A Lei do Feminicídio

Por Agência CNJ de Notícias

Lei n. 13.104/2015 incluiu o assassinato de mulheres na lista de crimes hediondos (Lei n 8.072/1990), como já ocorre em casos de genocídio e latrocínio, cujas penas previstas pelo Código Penal são de 12 a 30 anos de reclusão. No Brasil, o crime de homicídio (assassinato) prevê pena de seis a 20 anos de reclusão. No entanto, quando for caracterizado feminicídio, a punição parte de 12 anos de reclusão.

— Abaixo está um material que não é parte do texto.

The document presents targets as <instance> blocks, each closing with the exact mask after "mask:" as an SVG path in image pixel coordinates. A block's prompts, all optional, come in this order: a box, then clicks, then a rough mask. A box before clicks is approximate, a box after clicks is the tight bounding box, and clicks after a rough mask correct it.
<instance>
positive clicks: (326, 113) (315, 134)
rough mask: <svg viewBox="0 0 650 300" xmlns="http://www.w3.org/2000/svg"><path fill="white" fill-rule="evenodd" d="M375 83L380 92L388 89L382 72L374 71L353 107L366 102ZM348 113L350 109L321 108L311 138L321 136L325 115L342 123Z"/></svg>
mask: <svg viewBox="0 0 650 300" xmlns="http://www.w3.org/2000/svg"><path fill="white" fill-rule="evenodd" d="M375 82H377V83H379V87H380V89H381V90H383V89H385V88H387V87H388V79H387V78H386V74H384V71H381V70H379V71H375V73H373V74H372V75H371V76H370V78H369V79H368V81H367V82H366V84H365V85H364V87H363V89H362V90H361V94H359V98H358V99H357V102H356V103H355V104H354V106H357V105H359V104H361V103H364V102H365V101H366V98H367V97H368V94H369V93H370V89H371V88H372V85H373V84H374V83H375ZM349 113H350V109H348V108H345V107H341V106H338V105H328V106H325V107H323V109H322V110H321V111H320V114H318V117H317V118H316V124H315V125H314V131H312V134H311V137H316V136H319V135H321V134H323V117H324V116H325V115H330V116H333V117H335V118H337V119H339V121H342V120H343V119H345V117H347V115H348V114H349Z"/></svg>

Regime fechado – A pena deve ser aumentada de um terço até a metade se o crime for praticado durante a gestação ou nos três meses posteriores ao parto. O aumento da penalidade incidirá ainda se for cometido contra menor de 14 anos de idade, maior de 60 anos de idade, portadoras de deficiência ou na presença de descendente ou ascendente da vítima. Sendo crime hediondo, o regime inicial de cumprimento da pena é o fechado e somente pode haver progressão para um regime menos rigoroso quando for cumprido no mínimo 2/5 da pena, se o criminoso for primário, e de 3/5 se for reincidente.

Brasil é 5º lugar – O Brasil só perde para El Salvador, Colômbia, Guatemala e Federação Russa em número de casos de assassinato de mulheres. Por aqui, muitos desses casos ocorrem em municípios de pequeno porte, onde não há delegacias da mulher. Na ausência de uma delegacia especializada, as vítimas de violência recorrem às delegacias tradicionais, onde há menos preparo dos policiais para lidar com casos desse tipo.

Maiores vítimas são negras – Em comparação com países desenvolvidos, o Brasil mata 48 vezes mais mulheres que o Reino Unido, 24 vezes mais que a Dinamarca e 16 vezes mais que o Japão ou Escócia. De acordo com os dados do Mapa da Violência 2015, a taxa de assassinato de mulheres negras aumentou 54% em dez anos, passando de 1.864 (em 2003) para 2.875 (2013). O número de crimes contra mulheres brancas, em compensação, caiu 10% no mesmo período, de 1.747 para 1.576.

A Lei do Feminicídio foi criada a partir de uma recomendação da Comissão Parlamentar Mista de Inquérito sobre Violência contra a Mulher (CPMI) que investigou a violência contra as mulheres nos Estados brasileiros, ocorrida entre março de 2012 e julho de 2013.